Ich stellte die Vase auf meinen Schreibtisch und zog den Umschlag aus den Gänseblümchen. » Daraus sprüht mir doch jetzt kein Niespulver ins Gesicht oder so was in der Richtung?«, fragte ich Herb. Das war nur ein Scherz, aber er schüttelte ganz ernst den Kopf. Wenn man ihn so sah, konnte man sich kaum vorstellen, wie er jemals jemand einen Strafzettel verpassen konnte, ohne dass es ihm großen Kummer bereitete. Aber Trooper sind draußen auf der Straße natürlich anders. Das müssen sie sein.
Ich machte den Umschlag auf und rechnete schon mit einer kleinen Hallmark-Karte mit einer weiteren Version von Es tut mir leid, diesmal in blumigen Versen, doch stattdessen fand ich einen zusammengefalteten Zettel. Ich zog ihn raus und faltete ihn auseinander, und da war es ein Geschenkgutschein von J. C. Penny über fünfzig Dollar.

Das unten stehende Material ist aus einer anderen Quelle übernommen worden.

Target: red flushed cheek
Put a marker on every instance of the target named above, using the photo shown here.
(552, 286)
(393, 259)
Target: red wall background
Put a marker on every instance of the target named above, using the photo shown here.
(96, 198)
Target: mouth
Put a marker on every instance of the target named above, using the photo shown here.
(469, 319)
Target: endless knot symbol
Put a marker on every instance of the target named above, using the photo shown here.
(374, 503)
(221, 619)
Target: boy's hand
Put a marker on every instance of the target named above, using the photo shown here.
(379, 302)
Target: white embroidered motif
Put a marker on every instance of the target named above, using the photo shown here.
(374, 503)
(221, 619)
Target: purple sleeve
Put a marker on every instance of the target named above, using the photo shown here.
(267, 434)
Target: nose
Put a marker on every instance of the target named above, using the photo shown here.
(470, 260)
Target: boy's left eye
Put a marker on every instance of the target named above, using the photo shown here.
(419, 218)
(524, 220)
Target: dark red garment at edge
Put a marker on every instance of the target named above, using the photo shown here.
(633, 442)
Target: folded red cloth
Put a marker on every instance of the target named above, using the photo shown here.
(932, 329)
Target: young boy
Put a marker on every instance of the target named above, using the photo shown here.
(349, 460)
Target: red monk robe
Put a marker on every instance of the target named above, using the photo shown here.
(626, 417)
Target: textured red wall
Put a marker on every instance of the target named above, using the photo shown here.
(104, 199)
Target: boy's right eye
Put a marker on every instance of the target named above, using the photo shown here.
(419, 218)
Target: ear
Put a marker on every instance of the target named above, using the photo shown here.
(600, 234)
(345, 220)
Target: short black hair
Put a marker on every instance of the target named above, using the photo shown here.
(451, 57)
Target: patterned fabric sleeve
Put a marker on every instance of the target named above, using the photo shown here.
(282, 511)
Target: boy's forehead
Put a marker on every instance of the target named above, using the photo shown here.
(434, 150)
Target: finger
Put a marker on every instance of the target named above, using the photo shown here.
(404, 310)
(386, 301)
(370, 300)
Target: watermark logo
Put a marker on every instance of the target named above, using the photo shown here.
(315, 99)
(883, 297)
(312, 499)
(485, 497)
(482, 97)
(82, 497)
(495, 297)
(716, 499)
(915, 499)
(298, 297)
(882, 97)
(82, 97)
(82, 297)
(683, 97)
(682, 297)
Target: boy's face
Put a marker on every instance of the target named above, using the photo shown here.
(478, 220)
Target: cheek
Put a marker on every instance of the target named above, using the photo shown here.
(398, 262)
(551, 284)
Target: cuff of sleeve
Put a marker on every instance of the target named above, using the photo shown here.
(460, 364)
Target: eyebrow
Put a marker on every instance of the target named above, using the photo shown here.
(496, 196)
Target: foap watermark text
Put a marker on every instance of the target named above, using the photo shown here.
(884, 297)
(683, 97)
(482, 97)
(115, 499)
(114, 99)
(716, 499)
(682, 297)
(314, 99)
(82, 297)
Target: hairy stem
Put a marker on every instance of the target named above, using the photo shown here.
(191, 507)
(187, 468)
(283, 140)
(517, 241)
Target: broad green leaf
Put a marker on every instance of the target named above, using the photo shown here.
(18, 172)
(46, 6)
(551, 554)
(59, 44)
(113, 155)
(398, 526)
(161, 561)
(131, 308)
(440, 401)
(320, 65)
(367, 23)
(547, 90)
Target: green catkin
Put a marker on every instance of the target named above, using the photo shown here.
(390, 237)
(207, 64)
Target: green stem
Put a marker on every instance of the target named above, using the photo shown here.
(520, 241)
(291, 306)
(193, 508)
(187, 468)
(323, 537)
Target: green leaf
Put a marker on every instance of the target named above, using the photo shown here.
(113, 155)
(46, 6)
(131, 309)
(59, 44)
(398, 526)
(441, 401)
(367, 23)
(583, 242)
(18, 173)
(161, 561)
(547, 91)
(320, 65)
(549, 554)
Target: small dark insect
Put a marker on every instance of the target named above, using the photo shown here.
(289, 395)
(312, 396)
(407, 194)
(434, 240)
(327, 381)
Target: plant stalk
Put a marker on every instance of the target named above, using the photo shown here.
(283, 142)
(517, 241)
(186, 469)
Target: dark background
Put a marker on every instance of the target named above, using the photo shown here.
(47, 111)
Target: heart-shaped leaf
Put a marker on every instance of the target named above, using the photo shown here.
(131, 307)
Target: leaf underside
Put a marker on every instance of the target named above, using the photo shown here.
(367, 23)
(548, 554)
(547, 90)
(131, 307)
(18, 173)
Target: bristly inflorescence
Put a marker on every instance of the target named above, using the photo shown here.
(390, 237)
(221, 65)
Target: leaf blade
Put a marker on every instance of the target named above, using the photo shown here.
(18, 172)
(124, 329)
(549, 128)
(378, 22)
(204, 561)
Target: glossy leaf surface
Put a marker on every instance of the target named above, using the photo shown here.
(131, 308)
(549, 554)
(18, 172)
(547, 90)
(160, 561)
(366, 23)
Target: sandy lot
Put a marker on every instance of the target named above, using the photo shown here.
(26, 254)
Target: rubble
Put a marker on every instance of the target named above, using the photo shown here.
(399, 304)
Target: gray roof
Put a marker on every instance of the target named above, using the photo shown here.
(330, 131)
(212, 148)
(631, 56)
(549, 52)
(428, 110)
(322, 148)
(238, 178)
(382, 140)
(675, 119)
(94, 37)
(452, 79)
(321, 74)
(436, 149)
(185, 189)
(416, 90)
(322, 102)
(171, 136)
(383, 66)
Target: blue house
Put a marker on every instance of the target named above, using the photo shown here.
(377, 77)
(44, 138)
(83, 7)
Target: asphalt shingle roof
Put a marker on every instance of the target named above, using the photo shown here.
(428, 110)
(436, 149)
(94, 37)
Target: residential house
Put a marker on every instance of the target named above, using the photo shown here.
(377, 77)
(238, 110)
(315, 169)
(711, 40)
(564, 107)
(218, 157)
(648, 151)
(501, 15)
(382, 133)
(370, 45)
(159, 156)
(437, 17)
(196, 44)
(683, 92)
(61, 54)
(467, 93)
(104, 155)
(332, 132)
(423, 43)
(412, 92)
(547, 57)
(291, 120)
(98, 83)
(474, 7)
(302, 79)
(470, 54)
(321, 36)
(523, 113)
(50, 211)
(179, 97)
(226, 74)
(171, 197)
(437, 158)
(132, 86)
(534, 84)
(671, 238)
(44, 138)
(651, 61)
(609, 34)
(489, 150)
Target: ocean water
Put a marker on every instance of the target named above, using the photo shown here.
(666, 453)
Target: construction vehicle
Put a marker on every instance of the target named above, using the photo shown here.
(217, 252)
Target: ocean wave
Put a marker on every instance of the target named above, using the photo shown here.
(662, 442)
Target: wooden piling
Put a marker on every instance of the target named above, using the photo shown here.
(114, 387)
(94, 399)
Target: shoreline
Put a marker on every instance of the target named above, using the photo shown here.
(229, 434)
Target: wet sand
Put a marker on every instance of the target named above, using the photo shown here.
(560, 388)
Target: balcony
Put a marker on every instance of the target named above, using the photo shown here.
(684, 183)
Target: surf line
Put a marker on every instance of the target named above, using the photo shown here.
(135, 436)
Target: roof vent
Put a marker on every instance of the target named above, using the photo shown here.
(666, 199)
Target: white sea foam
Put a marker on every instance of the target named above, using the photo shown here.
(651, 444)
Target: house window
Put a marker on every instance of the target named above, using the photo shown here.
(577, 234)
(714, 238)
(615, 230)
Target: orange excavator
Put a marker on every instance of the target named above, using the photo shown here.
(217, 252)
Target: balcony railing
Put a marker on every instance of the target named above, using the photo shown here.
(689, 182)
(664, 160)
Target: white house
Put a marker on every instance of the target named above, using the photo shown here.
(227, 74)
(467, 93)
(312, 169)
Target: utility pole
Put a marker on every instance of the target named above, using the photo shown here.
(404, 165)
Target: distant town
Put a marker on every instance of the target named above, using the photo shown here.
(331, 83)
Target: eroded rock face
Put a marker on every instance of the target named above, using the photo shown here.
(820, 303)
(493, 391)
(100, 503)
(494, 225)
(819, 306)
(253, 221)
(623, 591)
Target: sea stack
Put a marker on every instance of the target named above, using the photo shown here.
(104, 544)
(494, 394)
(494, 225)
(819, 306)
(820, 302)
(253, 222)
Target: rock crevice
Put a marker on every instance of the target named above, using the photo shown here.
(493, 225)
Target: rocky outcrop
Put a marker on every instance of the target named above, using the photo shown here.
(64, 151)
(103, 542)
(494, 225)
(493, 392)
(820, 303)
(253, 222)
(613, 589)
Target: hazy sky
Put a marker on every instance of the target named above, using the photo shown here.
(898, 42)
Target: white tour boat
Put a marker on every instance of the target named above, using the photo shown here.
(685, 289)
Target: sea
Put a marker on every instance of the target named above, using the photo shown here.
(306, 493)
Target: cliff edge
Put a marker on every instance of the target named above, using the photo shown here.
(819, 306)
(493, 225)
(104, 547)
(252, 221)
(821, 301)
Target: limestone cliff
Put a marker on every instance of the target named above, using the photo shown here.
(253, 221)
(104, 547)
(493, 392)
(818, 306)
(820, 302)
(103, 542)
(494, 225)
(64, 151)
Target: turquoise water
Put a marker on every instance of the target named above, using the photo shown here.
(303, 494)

» Ach nein«, sagte ich. Mit einem Mal war ich den Tränen nah. Das ist übrigens auch so was mit den Männern: Wenn sie einen gerade so richtig anwidern, können sie einen mit irgendeiner unnötigen großzügigen Geste umhauen, und mit einem Mal ist man dann, so dumm das auch ist, nicht mehr sauer, sondern schämt sich, dass man je schlecht von ihnen denken konnte. » Aber das wäre doch nicht …«
» Doch, das war nötig«, sagte Justin. » Es war dumm, so in der Küche rumzualbern.«
» Saudumm«, sagte Herb. Er nickte ganz energisch und ließ mich dabei nicht aus dem Blick.
» Aber das ist zu viel!«
» Nach unserer Rechnung nicht«, sagte Islington. » Wir mussten den Ärgerfaktor mit einbeziehen, verstehst du, und auch den Schmerz, weil du dich ja verbrannt hast …«
» Ich habe mich gar nicht verbrannt. Der Kaffee war nur lau …«
» Du nimmst das jetzt, Shirley«, sagte Herb sehr bestimmt. So ganz der knallharte Mr. State Trooper war er noch nicht wieder, aber auf dem besten Weg dahin. » Da gibt’s keine Diskussion.«
Ich war ihnen wirklich dankbar, und ich werde das nie vergessen. Was dann später geschah, war so schrecklich, weißt du, dass es schön ist, etwas zu haben, das dieses Grauen ein wenig ausgleicht, eine ganz normale, freundliche Geste, wie die beiden Dussel, die nicht nur für den Rock bezahlt haben, den sie ruiniert haben, sondern auch noch für die Unannehmlichkeiten und den Ärger. Und dass sie mir dann auch noch Blumen geschenkt haben. Wenn ich an das andere denken muss, versuche ich auch immer an die beiden Jungs zu denken. Und an die Blumen, die sie hinten auf der Wiese gepflückt haben.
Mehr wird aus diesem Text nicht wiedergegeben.